Ônibus superlotados, inseguros e atrasados, que são uma realidade de São Paulo, também estressam as pessoas… Certamente essas situações não fazem bem à saúde. O que sabemos é que, se o cidadão tiver à disposição ônibus e metrô eficientes e com custo acessível, é mais vantajoso deixar o carro em casa. E isso tem impacto direto na saúde pública. A prevenção de muitas doenças do século 21 [cardiovasculares, respiratórias, diabetes, obesidade etc.] pode ser lograda por medidas de transporte e também de planejamento do espaço urbano. Os governos precisam criar alternativas de transporte público de qualidade e eficiente, assim como espaço seguro para pedestre e para ciclistas. É preciso ter a noção de que ao privilegiar o carro se está desprivilegiando as demais alternativas e que isso tem um custo social.

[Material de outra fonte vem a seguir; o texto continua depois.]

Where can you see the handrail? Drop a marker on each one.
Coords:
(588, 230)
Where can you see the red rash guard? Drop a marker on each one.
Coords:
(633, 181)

O que fazer numa cidade já caótica como São Paulo?
O metrô é uma solução cara e de longo prazo, mas deve ser perseguida. Mas é preciso também reorganizar o espaço da superfície. O BRT [ônibus de trânsito rápido], adotado em Curitiba (PR), tem se mostrado como uma boa alternativa, capaz de contribuir, em conjunto com outras medidas, para uma melhoria na saúde pública. E o seu custo é menor quando comparado a outros meios de transporte. Parte de Bogotá, por exemplo, se transformou depois da adoção do sistema de BRT. Trabalhadores chegam andando até a parada do ônibus. Há conexão com ciclovias e espaços para pedestres. O Estado tem papel central nisso. Precisa esclarecer quais os custos e benefícios das alternativas e informar a sociedade sobre isso.
O transporte público foi o estopim dos protestos que atingiram o país. Como o sr. avalia as manifestações? É fundamental não reduzir o debate apenas à questão das tarifas. O momento é também de discutir qualidade e a eficiência do sistema de transporte.
Por que as políticas de transporte estão tão dissociadas das de saúde pública?
Pode ser uma questão cultural. As pessoas não param para pensar nessas conexões. Às vezes precisa de alguém, um visionário com coragem para fazer isso. Na Europa, até anos atrás, ninguém levava a sério o uso da bicicleta como meio transporte. Agora é chique. Paris, Barcelona, Amsterdã. São várias as cidades bicicletáveis.